The algorithm is as follows:

  1. Count the number of spaces during the first scan of the string.
  2. Parse the string again from the end and for each character:         If a space is encountered, store “%20”.         Else, store the character as it is in the newly shifted location.

Code

C
void replaceSpaces(char[] str, int length) {
    int spaceCount = 0, newLength, i = 0;

    for (i = 0; i < length; i++) {
        if (str[i] == ' ') {
            spaceCount++;
        }
    }

    newLength = length + spaceCount * 2;
    str[newLength] = '\0';
    for (i = length - 1; i >= 0; i--) {
        if (str[i] == '') {
            str[newLength - 1] = '0';
            str[newLength - 2] = '2';
            str[newLength - 3] = '%';
            newLength = newLength - 3;

        } else {
            str[newLength - 1] = str[i];
            newLength = newLength - 1;
        }
    }
}

Complexity

  • ⏰ Time complexity: O(n), where n is the length of the string.
  • 🧺 Space complexity: O(1) - no extra space

Method 2 - Count spaces and traverse from end

Here we are traversing in forward direction.

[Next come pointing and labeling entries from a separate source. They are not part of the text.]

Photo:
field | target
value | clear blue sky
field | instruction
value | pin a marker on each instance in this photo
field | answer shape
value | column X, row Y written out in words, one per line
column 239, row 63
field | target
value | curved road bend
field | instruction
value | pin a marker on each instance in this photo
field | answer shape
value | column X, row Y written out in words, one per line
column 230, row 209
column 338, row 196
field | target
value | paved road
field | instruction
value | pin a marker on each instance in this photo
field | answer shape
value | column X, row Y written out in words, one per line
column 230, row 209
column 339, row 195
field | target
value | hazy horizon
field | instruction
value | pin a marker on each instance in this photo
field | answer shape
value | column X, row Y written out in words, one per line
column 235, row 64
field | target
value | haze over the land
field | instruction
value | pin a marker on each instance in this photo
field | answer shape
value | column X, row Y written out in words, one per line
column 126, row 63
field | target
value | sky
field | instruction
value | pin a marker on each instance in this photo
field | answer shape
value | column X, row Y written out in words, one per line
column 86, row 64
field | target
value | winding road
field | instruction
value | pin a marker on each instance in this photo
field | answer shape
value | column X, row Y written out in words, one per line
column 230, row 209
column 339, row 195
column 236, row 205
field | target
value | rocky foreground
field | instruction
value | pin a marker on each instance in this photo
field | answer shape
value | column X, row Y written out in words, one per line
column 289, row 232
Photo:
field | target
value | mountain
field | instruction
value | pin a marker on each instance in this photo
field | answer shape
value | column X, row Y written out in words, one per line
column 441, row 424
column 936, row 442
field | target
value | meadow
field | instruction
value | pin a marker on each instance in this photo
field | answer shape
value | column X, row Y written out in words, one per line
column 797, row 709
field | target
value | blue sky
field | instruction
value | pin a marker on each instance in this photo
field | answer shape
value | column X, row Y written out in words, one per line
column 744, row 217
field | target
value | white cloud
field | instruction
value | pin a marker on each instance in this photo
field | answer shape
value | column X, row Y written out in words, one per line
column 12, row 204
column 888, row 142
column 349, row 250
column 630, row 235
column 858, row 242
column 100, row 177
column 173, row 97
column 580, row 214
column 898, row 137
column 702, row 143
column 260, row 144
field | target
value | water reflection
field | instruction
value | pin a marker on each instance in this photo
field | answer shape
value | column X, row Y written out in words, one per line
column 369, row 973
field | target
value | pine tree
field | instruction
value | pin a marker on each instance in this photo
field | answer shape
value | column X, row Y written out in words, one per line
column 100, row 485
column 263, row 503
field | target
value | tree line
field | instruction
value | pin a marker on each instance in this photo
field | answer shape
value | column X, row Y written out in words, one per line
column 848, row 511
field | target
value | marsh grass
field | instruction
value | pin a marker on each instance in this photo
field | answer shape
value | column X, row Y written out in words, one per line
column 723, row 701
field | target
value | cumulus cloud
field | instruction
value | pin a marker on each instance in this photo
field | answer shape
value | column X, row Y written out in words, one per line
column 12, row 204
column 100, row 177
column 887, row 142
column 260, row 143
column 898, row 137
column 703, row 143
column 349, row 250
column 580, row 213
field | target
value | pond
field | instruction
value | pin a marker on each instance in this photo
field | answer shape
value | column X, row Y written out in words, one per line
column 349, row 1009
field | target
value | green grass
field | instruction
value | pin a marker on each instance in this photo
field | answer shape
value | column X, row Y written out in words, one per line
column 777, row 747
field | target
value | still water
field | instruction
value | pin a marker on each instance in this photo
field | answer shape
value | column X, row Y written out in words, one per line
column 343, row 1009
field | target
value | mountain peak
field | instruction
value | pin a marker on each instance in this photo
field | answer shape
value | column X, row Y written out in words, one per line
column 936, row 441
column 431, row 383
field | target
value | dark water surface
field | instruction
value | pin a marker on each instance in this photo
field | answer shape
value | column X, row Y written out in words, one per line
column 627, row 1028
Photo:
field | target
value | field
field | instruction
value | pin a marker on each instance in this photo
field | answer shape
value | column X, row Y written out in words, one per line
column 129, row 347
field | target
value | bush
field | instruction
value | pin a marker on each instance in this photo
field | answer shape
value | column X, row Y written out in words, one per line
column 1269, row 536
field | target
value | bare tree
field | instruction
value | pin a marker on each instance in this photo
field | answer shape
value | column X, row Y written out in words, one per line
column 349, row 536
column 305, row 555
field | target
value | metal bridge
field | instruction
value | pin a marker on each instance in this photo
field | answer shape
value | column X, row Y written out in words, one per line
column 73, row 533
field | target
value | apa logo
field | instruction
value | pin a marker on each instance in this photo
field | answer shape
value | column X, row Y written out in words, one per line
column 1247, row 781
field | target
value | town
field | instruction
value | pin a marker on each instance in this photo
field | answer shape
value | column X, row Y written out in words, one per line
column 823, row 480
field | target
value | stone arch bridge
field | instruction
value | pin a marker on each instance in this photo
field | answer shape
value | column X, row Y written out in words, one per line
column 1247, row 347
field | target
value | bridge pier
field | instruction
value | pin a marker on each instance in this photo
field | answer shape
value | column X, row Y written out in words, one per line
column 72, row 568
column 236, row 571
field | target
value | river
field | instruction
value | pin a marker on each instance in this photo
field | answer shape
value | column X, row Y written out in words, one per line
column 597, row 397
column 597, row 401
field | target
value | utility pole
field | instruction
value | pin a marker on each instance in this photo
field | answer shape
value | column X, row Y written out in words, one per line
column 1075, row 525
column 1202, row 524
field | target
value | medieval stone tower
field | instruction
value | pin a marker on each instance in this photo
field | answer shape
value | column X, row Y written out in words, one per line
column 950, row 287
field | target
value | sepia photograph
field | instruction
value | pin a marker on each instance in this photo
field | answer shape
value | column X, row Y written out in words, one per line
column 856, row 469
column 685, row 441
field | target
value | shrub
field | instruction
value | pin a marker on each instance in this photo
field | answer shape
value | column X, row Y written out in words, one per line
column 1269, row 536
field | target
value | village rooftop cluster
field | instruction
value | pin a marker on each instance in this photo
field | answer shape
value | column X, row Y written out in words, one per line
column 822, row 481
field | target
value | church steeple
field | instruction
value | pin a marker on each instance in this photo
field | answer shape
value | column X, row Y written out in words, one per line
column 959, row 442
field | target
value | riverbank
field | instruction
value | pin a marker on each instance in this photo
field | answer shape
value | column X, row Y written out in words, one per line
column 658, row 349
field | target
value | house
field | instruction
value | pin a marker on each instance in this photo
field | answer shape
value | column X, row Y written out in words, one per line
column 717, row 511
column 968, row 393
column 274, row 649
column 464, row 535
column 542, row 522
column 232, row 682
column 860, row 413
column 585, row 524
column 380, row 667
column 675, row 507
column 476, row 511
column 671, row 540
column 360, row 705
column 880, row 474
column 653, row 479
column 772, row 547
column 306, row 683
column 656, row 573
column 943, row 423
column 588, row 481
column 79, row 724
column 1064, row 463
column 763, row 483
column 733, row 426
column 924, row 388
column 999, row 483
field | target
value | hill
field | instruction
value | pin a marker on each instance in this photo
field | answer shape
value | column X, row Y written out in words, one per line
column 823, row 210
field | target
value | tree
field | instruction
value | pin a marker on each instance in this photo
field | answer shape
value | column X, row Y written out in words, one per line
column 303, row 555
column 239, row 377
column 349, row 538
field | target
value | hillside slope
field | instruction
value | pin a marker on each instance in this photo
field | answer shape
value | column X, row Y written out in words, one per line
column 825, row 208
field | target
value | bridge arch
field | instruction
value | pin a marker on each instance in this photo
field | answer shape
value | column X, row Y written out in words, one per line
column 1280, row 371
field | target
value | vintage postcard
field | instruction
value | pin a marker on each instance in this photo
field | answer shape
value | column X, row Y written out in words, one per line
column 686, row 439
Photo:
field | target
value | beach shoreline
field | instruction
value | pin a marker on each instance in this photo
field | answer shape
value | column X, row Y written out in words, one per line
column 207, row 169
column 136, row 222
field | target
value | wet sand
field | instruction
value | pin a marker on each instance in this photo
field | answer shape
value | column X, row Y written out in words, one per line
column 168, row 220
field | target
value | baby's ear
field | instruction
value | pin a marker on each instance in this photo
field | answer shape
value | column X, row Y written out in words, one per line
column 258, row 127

Here is a c code doing the similar stuff, borrowed from here.

Code

C

Point to note here is that when you are using malloc, set the last index to ‘\0’ as it is a c-style string OR you can use calloc.

void replaceSpaces() {
    char src[] = "helo b";
    int len = 0, spaces = 0;
    /* Scan through src counting spaces and length at the same time */
    while (src[len]) {
        if (src[len] == ' ')
            ++spaces;
        ++len;
    }
    /* Figure out how much space the new string needs (including 0-term) and allocate it */
    int newLen = len + spaces * 2 + 1;
    char * dst = malloc(newLen);
    /* Scan through src and either copy chars or insert %20 in dst */
    int srcIndex = 0, dstIndex = 0;
    while (src[srcIndex]) {
        if (src[srcIndex] == ' ') {
            dst[dstIndex++] = '%';
            dst[dstIndex++] = '2';
            dst[dstIndex++] = '0';
            ++srcIndex;
        } else {
            dst[dstIndex++] = src[srcIndex++];
        }
    }
    dst[dstIndex] = '\0';
    /* Print the result */
    printf("New string: '%s'\n", dst);
    /* And clean up */
    free(dst);
    return 0;
}

Complexity

  • ⏰ Time complexity: O(n), where n is the length of the string.
  • 🧺 Space complexity: O(1) - no extra space